Can an earth elemental run in an Earth Glide?  Is its maximum speed underground 20 (or 30) ft or 80 (or 120) ft?

----------


## Darg

> Can an earth elemental run in an Earth Glide?  Is its maximum speed underground 20 (or 30) ft or 80 (or 120) ft?





> An earth elemental can glide through stone, dirt, or almost any other sort of earth except metal *as easily as a fish swims through water.*


You can use the run action while swimming if you have a swim speed. Fish have a swim speed. Ergo, elementals can run while gliding.

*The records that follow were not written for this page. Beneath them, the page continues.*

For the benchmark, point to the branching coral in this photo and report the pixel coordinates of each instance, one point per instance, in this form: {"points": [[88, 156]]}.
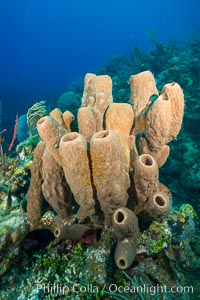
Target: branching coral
{"points": [[111, 166]]}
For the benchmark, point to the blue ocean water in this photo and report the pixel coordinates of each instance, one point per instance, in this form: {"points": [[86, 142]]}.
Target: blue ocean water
{"points": [[47, 44]]}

If it's encumbrance is light then 4x speed. if medium or higher then 3x.

----------


## Jay R

> You can use the run action while swimming if you have a swim speed. Fish have a swim speed. Ergo, elementals can run while gliding. If it's encumbrance is light then 4x speed. if medium or higher then 3x.


Thanks.

Next question: You can only use the run action while swimming if you swim in a straight line.  Would you apply the same restriction to an earth elemental using the run action with Earth Glide?  Note that going underground, moving sideways, and coming back up to the surface is not moving in a straight line.

----------


## Darg

> Thanks.
> 
> Next question: You can only use the run action while swimming if you swim in a straight line.  Would you apply the same restriction to an earth elemental using the run action with Earth Glide?  Note that going underground, moving sideways, and coming back up to the surface is not moving in a straight line.


It's the run action itself which requires straight line movement. So yes the earth elemental is limited in that regard.

----------